First Aid For Recreational Boaters
As I’ve shared earlier I have the amazing opportunity and pleasure of writing a course for “Boaters University” on basic first aid for the Recreational Boater. This course will be available through Boaters University in the Fall.
While researching content that is specifically designed for the Recreational Boater, I have come across some real gems in the description of aliments at sea. This is by far my favorite, and I’ll share it with you now.
The two stages of Seasickness:
- You are so sick you’re afraid you may die.
- You are so sick your’re afraid you may not die.
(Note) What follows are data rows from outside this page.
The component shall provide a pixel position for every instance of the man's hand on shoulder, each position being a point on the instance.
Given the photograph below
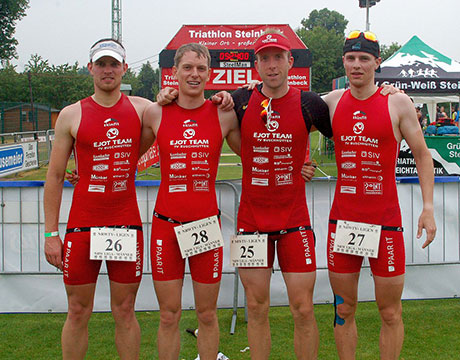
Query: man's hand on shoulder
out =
(223, 100)
(167, 96)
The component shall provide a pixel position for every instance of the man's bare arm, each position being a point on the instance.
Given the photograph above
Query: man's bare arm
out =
(62, 148)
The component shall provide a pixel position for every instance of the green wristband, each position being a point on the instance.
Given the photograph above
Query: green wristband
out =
(52, 233)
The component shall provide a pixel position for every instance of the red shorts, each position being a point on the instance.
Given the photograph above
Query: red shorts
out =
(390, 262)
(80, 270)
(295, 251)
(167, 262)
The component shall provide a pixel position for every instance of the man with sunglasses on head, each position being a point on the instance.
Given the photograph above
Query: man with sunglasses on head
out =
(365, 218)
(104, 132)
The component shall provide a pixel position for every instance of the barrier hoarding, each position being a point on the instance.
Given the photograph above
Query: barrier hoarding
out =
(18, 157)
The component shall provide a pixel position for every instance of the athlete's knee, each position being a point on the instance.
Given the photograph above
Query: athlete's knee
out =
(302, 311)
(391, 315)
(170, 318)
(79, 313)
(343, 310)
(207, 317)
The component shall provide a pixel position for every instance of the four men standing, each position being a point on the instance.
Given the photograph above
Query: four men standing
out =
(273, 116)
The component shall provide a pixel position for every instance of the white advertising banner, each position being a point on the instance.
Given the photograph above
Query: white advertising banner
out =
(18, 157)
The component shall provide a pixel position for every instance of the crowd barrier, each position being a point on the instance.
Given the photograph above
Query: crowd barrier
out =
(29, 284)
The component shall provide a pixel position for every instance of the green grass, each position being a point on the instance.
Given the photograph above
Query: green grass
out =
(326, 164)
(432, 329)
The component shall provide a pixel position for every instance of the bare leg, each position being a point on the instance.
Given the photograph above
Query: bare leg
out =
(388, 292)
(127, 330)
(256, 283)
(74, 336)
(169, 295)
(306, 336)
(206, 312)
(345, 288)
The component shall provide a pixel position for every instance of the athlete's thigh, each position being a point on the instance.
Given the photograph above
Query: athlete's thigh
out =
(338, 262)
(78, 268)
(388, 291)
(205, 296)
(296, 251)
(391, 260)
(128, 272)
(256, 282)
(167, 262)
(300, 287)
(206, 268)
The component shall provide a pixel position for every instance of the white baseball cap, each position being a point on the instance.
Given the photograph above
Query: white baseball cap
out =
(107, 47)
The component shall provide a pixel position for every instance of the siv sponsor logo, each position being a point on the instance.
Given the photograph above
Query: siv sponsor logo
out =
(284, 179)
(348, 165)
(358, 128)
(124, 162)
(373, 188)
(259, 182)
(359, 115)
(199, 155)
(370, 154)
(348, 153)
(200, 162)
(111, 122)
(260, 149)
(122, 155)
(371, 163)
(260, 160)
(200, 185)
(189, 134)
(178, 166)
(98, 178)
(100, 167)
(102, 157)
(287, 156)
(112, 133)
(178, 188)
(189, 123)
(173, 156)
(96, 188)
(277, 163)
(348, 189)
(120, 185)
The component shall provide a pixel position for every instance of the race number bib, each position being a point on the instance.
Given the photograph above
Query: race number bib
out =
(248, 250)
(356, 238)
(113, 244)
(199, 236)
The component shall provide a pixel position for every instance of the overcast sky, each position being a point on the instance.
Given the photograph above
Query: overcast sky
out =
(62, 31)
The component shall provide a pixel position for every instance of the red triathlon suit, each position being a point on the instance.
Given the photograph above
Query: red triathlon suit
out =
(106, 151)
(273, 191)
(366, 152)
(190, 142)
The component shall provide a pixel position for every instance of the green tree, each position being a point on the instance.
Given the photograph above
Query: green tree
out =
(387, 50)
(10, 12)
(330, 20)
(323, 33)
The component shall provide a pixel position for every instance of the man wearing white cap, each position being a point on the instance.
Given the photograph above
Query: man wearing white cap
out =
(103, 131)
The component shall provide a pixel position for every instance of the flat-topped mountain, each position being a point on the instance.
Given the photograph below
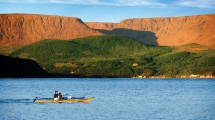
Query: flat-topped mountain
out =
(21, 29)
(172, 31)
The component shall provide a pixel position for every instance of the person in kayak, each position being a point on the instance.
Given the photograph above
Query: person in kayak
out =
(60, 97)
(56, 94)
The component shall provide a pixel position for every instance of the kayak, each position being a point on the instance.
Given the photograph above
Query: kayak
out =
(51, 100)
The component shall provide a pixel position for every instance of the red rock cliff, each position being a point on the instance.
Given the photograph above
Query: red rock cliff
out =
(173, 31)
(21, 29)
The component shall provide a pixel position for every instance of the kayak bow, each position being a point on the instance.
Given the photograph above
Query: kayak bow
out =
(51, 100)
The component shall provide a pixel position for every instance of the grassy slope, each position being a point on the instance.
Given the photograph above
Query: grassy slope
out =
(113, 56)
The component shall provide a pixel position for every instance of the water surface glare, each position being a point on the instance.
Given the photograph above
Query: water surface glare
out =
(119, 98)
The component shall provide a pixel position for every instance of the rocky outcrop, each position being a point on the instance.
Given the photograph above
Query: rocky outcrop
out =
(101, 25)
(21, 29)
(172, 31)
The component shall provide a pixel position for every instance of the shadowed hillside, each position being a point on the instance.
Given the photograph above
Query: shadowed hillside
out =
(22, 29)
(171, 31)
(118, 56)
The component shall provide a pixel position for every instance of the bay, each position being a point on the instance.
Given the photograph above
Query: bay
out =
(115, 98)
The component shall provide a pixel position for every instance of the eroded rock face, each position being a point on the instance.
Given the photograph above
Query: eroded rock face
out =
(22, 29)
(101, 25)
(173, 31)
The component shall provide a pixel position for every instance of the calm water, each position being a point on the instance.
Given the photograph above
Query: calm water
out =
(114, 99)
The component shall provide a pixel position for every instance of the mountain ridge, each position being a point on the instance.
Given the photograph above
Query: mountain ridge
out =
(22, 29)
(168, 31)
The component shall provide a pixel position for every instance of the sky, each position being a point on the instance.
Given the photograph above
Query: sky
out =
(109, 10)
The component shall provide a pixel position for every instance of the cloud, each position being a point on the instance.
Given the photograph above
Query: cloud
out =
(152, 3)
(197, 3)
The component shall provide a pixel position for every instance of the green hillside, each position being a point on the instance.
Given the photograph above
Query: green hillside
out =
(117, 56)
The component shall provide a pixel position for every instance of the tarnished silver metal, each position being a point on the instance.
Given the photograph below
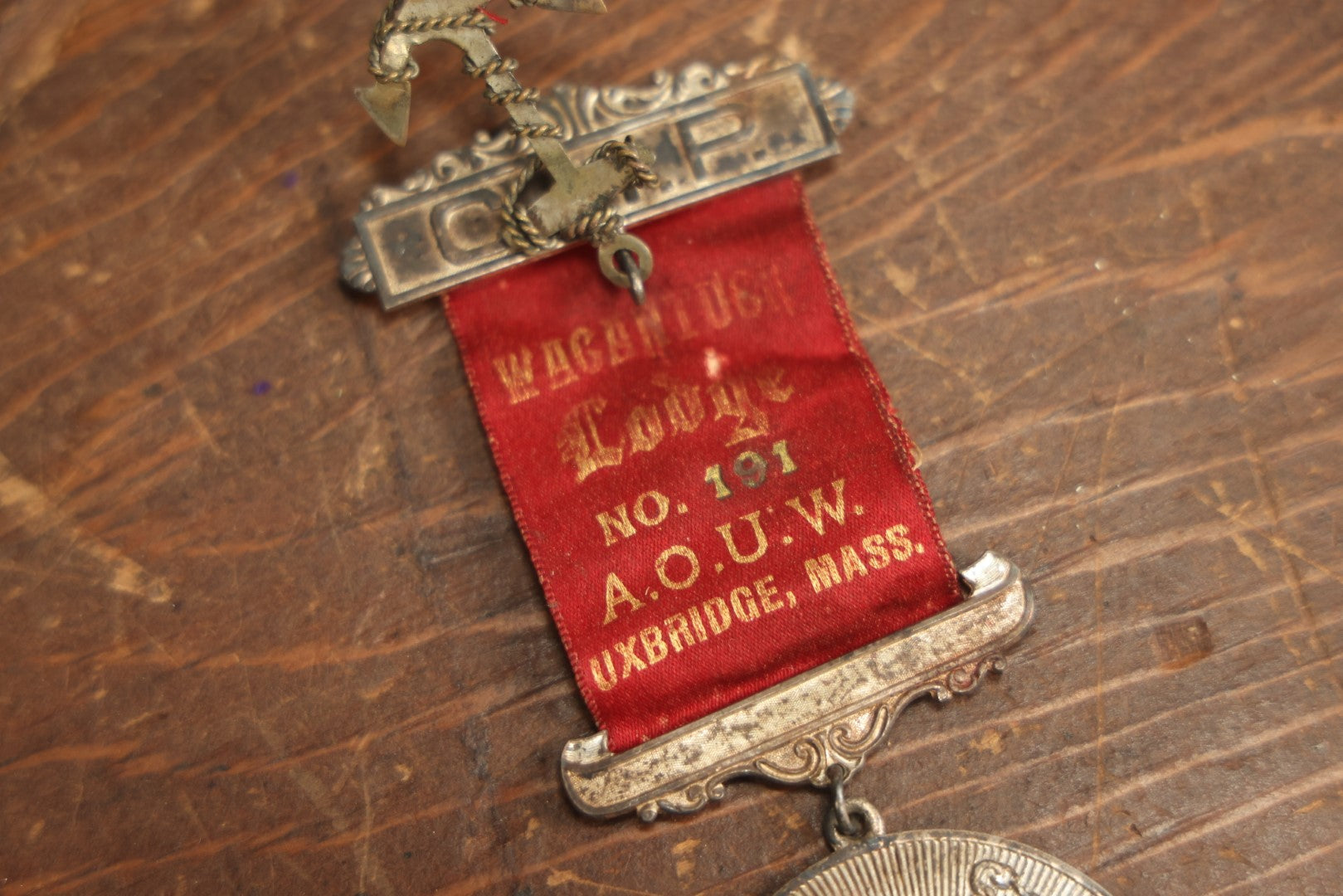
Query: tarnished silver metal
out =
(942, 863)
(627, 262)
(712, 130)
(796, 731)
(577, 197)
(849, 821)
(864, 826)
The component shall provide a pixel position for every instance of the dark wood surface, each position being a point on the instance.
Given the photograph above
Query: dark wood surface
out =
(290, 642)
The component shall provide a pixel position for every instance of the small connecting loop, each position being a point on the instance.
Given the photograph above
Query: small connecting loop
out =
(627, 262)
(849, 821)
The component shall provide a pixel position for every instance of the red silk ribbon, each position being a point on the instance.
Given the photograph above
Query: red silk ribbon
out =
(715, 489)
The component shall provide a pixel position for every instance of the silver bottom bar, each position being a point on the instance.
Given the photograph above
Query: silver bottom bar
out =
(831, 715)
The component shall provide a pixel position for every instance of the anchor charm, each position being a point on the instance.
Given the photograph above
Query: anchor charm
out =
(536, 218)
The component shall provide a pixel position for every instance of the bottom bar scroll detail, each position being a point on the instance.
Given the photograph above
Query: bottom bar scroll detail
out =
(831, 715)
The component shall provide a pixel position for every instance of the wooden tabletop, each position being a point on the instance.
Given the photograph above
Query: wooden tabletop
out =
(267, 626)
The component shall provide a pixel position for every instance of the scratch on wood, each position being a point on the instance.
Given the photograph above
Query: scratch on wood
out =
(32, 509)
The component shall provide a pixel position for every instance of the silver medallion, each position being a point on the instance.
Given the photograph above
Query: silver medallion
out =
(942, 863)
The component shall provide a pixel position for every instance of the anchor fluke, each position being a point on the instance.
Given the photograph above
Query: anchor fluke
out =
(390, 106)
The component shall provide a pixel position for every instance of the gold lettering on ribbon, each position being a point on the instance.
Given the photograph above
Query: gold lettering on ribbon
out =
(514, 373)
(762, 542)
(581, 444)
(821, 508)
(616, 594)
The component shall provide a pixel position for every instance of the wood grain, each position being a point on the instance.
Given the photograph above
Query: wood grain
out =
(288, 641)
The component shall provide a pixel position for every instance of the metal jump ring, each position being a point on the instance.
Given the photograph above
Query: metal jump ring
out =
(616, 260)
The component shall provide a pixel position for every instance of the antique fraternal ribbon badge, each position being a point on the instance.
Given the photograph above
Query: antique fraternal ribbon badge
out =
(724, 512)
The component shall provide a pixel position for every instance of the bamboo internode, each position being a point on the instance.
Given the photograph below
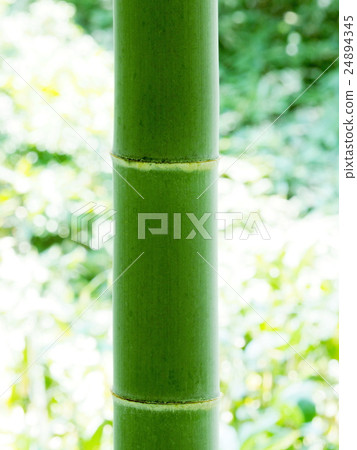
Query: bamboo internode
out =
(165, 148)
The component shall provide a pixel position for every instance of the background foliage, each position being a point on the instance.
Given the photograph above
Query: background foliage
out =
(278, 325)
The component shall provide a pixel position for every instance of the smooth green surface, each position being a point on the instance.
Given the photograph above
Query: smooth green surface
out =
(165, 307)
(148, 427)
(166, 83)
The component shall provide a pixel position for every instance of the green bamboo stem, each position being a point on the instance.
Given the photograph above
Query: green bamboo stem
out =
(165, 385)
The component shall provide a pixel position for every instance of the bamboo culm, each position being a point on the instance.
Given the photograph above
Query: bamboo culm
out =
(165, 386)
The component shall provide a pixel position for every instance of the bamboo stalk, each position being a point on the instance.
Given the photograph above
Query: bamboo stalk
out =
(165, 146)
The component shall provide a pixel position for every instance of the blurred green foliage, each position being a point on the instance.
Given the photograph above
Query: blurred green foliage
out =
(279, 345)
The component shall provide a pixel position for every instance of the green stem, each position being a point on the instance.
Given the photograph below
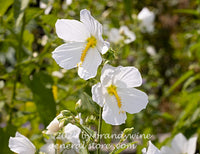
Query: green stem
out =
(99, 129)
(84, 130)
(18, 58)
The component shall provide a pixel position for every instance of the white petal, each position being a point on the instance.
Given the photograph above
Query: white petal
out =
(53, 127)
(114, 35)
(191, 146)
(72, 133)
(126, 77)
(146, 15)
(95, 29)
(68, 55)
(152, 149)
(133, 100)
(71, 30)
(97, 94)
(111, 113)
(129, 34)
(90, 23)
(107, 74)
(48, 148)
(103, 46)
(90, 65)
(20, 144)
(179, 143)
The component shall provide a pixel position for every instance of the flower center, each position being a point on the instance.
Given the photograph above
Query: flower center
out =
(91, 43)
(112, 90)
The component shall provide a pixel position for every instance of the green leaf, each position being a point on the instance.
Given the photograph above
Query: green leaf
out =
(179, 81)
(19, 8)
(123, 147)
(5, 5)
(6, 133)
(40, 86)
(87, 105)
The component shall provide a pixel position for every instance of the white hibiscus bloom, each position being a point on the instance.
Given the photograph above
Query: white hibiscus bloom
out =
(115, 93)
(180, 145)
(53, 127)
(21, 145)
(84, 44)
(151, 149)
(129, 35)
(147, 20)
(114, 35)
(72, 133)
(49, 147)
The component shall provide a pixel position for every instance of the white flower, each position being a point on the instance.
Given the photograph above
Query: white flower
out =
(57, 74)
(147, 18)
(123, 34)
(180, 145)
(21, 145)
(47, 8)
(151, 50)
(53, 127)
(114, 35)
(115, 93)
(84, 44)
(49, 147)
(151, 149)
(68, 2)
(129, 35)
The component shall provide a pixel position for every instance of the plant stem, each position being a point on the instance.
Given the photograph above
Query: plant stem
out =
(18, 59)
(99, 129)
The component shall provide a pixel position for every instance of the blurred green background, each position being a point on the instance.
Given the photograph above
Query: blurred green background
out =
(32, 94)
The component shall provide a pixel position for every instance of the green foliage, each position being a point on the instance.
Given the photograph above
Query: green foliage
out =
(171, 76)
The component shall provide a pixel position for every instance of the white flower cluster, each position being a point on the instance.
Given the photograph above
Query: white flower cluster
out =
(179, 145)
(115, 93)
(84, 43)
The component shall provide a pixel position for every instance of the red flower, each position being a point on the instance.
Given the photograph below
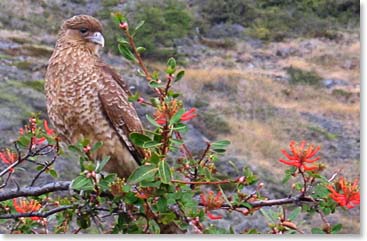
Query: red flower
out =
(211, 202)
(160, 116)
(48, 130)
(124, 26)
(300, 156)
(8, 157)
(188, 115)
(24, 206)
(347, 194)
(141, 100)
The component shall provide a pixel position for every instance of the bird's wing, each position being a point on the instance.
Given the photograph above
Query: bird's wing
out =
(120, 113)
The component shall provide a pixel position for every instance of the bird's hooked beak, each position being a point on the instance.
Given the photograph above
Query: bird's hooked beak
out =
(97, 38)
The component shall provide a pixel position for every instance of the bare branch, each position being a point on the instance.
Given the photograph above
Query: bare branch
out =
(36, 214)
(35, 191)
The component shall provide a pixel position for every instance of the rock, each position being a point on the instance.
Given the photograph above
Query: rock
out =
(224, 30)
(331, 83)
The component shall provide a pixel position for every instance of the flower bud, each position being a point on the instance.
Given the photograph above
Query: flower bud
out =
(140, 100)
(87, 149)
(124, 26)
(241, 179)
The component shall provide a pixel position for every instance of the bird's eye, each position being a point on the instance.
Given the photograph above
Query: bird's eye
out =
(83, 30)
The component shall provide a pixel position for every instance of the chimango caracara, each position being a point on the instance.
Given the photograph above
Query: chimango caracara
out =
(86, 98)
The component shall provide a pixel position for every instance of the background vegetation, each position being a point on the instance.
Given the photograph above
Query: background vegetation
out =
(260, 74)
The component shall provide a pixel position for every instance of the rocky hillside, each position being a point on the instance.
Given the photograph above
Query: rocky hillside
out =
(257, 94)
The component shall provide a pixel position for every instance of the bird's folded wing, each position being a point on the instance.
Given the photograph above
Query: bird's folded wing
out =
(121, 114)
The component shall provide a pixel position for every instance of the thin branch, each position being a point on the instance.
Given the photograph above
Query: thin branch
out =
(202, 182)
(274, 202)
(36, 214)
(35, 191)
(45, 167)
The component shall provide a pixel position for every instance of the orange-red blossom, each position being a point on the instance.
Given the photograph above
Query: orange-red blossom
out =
(160, 116)
(8, 158)
(33, 125)
(301, 155)
(346, 194)
(211, 202)
(24, 206)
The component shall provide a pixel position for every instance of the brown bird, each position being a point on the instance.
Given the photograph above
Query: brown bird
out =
(87, 98)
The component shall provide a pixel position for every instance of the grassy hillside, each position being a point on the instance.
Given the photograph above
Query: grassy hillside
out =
(261, 73)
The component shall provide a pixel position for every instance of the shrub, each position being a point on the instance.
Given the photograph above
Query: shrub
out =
(165, 21)
(299, 76)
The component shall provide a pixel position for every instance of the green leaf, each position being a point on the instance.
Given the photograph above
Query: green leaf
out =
(74, 149)
(336, 228)
(321, 191)
(168, 217)
(176, 142)
(155, 75)
(102, 164)
(150, 144)
(140, 49)
(105, 182)
(96, 146)
(294, 214)
(220, 144)
(118, 18)
(125, 51)
(53, 173)
(164, 172)
(140, 24)
(139, 139)
(177, 116)
(134, 97)
(317, 231)
(154, 227)
(146, 183)
(171, 63)
(143, 173)
(152, 121)
(219, 150)
(180, 75)
(181, 127)
(154, 158)
(82, 183)
(24, 140)
(123, 41)
(155, 84)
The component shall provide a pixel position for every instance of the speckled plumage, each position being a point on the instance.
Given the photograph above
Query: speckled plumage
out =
(86, 98)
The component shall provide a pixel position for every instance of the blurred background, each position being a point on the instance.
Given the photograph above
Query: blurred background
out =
(260, 73)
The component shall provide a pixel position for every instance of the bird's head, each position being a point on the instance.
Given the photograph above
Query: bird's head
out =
(83, 29)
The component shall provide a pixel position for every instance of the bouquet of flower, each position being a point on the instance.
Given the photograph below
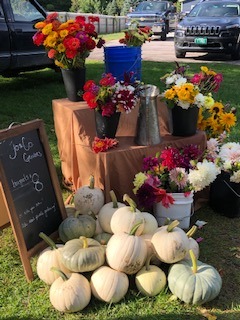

In his book “The Human Body”, Isaac Asimov related the anecdote about a seasick passenger.
It was a rough crossing and Mr. Jones was suffering the tortures of the damned. During one of the more unsettled periods, he was leaning over the rail, retching miserably, when a kindly steward patted him on the shoulder.
“I know, sir” said the steward, “that it seems awful. But remember, no man ever died of seasickness.”
Mr. Jones lifted his green countenance to the stewards concerned face and said, for heavens sake, man, don’t say that. It’s only the wonderful hope of dying that’s keeping me alive.”
Now some of us have been in Mr. Jones predicament before. Others who can endure the roughest seas without so much as the complaint, well… we hate you.
Now contrary to the stewards admonition that “no one ever died from seasickness,” well, we know that’s not true. Seasickness can cause severe dehydration that can lead to kidney damage and even renal failure. The person who remains seasick for an extended period of time without food without water is indeed suffering a medical emergency.
Ok thats it, just a quick little story about a poor seasick man.